According to a report by The Indian Express, CITES is an international agreement between governments that ensures international trade does not endanger wild animals, birds and plants. The report said that Appendices I, II and III of CITES have listed as many as 5,950 species that need protection against over-exploitation via international trade. These species include animals like lemurs, iguanas, albino monkeys, civets, tortoises, coral snakes. These species are also popularly kept as exotic pets in India.
The report citing the Directorate of Revenue Intelligence (DRI) said that India has seen a rise in demand for exotic birds and animals and noted an increase in smuggling of endangered species. According to DRI, smuggling in India is from different parts of the world as many exotic wildlife species are being imported via Illegal channels and later sold in the domestic market as pets.
Therefore, the government has advised people to come and report their exotic pets even if they do not have documents and they can be saved from penalties. The report highlighted that the disclosure can be made via online means- MoEFCC’s Parivesh portal. The pet owners declaring their pets will have to report stock as on January 1, 2020. Later, a physical verification of animals will take place and the Chief Wildlife Warden (CWLW) will issue an online certificate of possession (for exotic species) within six months of owner’s disclosure.

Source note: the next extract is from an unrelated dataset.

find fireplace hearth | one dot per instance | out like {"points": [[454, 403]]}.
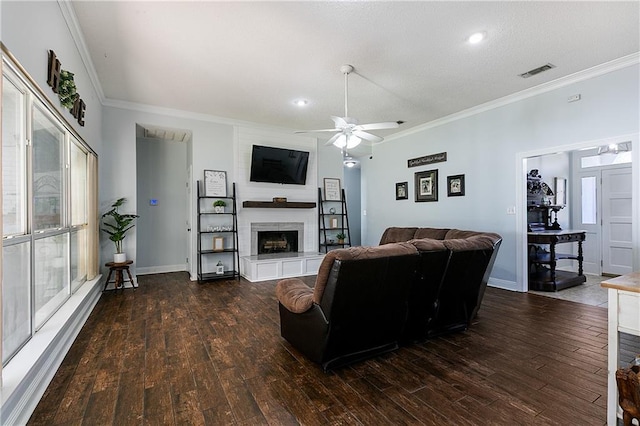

The CWLW has to also be given information regarding any new acquisition, death or change in possession of the exotic animals within 30 days. Owners will also have to update the government officials about their personal details- numbers and the address of the facility.
Meanwhile last month, the Supreme Court upheld an Allahabad High Court order that granted immunity from investigation and prosecution on a condition that the owners declare their illegal acquisition or possession of exotic wildlife species.